民俗断想

民俗学を中心に、学校教育や社会問題について論評します。

アウシュビッツを考える

2015-08-03 09:08:18 | 歴史

浅間温泉の神宮寺の高橋住職は、盆の供養をやめて「いのちの伝承」と題して、もっと広く大きく亡くなった人々の魂の救済をしています。今年は、丸木美術館から「アウシュビッツの図」を借りて展示し、アウシュビッツにある国際青少年交流の家教育プログラム部門副代表のユデット・ヘーネさんを招いて、高橋さんとの対談をしました。その対談を聞きながらおもったことを書きます。

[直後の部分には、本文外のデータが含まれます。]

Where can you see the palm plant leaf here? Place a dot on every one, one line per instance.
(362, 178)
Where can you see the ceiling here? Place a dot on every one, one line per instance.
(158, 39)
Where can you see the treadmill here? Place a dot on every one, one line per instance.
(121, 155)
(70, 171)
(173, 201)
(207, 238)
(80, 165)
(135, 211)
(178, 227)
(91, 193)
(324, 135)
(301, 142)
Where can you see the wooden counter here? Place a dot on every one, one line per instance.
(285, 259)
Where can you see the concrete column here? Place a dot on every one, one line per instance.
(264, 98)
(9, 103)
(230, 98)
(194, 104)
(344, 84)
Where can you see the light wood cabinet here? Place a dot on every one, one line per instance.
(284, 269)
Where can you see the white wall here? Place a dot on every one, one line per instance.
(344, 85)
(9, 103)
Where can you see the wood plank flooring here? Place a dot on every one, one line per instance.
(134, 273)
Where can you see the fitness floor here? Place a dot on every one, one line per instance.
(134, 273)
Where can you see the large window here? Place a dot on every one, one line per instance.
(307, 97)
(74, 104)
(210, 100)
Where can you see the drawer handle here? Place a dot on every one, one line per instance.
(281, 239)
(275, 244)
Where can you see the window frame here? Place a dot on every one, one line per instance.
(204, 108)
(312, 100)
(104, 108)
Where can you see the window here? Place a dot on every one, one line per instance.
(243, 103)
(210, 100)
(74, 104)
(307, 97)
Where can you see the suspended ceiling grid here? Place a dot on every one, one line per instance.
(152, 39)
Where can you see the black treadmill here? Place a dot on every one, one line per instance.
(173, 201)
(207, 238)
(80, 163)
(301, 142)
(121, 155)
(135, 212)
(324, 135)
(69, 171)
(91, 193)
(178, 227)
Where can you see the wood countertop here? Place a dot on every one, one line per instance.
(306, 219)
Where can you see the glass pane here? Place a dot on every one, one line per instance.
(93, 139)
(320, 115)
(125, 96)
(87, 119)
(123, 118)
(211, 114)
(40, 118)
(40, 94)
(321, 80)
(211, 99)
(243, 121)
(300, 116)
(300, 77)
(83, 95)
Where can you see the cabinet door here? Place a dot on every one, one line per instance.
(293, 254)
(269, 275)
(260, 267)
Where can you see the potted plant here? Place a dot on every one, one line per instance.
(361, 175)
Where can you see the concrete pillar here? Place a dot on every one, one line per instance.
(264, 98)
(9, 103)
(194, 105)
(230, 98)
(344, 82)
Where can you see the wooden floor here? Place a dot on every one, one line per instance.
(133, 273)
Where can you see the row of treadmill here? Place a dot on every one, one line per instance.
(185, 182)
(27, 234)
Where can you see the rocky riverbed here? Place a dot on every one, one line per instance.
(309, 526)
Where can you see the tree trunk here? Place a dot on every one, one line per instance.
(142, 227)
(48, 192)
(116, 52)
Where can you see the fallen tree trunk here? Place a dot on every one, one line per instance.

会場は神宮寺のアバロホールです。観音堂であり、普段は葬式が行われる場所ですが、ステージ上に巨大な「アウシュビッツの図」が展示され、その前に高橋さん・ヘーネさん・通訳を務める赤木さんが座ります。3時からでしたが、ほぼ満席どんどん人が集まりあいている所には椅子が並べられ余地はなくなりました。200人はいます。空調がきいているので、涼しすぎるくらいです。お寺のホールとは思えません。で対談が始まりましたが、痛感したのは通訳を介しての対談、それも専門の通訳ではなく日独の2世で今はドイツに住んでいる方でしたが、日本語の専門用語、ボキャブラリーに苦労されていて、話をつなげながら聞く方も苦労でした。ヘーネさんはドイツ国籍ですが、ポーランドのアウシュビッツの近くにあるNGOの事務所で、全世界から集まる青少年のアウシュビッツに関する教育プログラムの実践に従事している方でした。事前にチラシを読み込んでいかなかったので、それを理解するまでに苦労しました。高橋さんから、講師の長めの紹介があったほうが話はスムースに進んだと感じました。ドイツにとってアウシュビッツは本当なら忘れたい記憶ですが、それを長く記憶にとどめ青少年に伝えるための努力を続けていることが、何よりこの国と違うところです。それで、ヘーネさんの心情などを聞きながら考えたのは、アウシュビッツと広島をダブらせながら語ることは、日本人にとっては誠に心地よいものです。なぜなら、アウシュビッツは遠い国の出来事で、そんな非人間的なことは絶対ゆるせないと何の制約もなくいえますし、広島は我々はひどい目にあったから、あのような殺戮兵器は唯一の被爆国として許せません、ともいえます。(将来の核武装や核の傘の下にいると感じている政治家にはいえない人もいますが)ところが、ドイツ人のヘーネさんが、アウシュビッツの近くに移り住んで青少年にアウシュビッツのことを教えるのは、例えていうならば私が南京に移り住んで、戦争博物館で青少年に日本軍の蛮行について教えるプログラムに従事するようなものです。アウシュビッツを語る時は自分をユダヤ人に重ね、広島では被爆者に重ね、東京大空襲では被災者に重ね、ということを繰り返していけば、いつまでたっても犯されて殺された中国の女性や、日本兵として死ななければならず何の保証も与えられていない韓国・朝鮮の人々、サハリンに置き去りにされた韓国・朝鮮の人々などは視野にはいってこないのです。その死を悼まなければならないのは、戦争で死んだ祖先ばかりではなく、理不尽にも日本人によって生命をたたれたアジアの多くの人々です。今日の話で、ドイツがまず隣国と始めたのは、謝罪からだったといいます。どんなすばらしいことをいっても、根っこに本当の謝罪の気持ちがなければ、相手にはうけいれてもらえないというのです。

教室で子どもたちにイジメの話をするとき、よくいったのは、なぐった方はそのことをすぐ忘れてしまうが、殴られた方は決して忘れない、ということでした。だから、真剣に謝らなくては許してもらえないのだと。規模は違いますが、国と国のつきあいも誠実さが基本だと思うのです。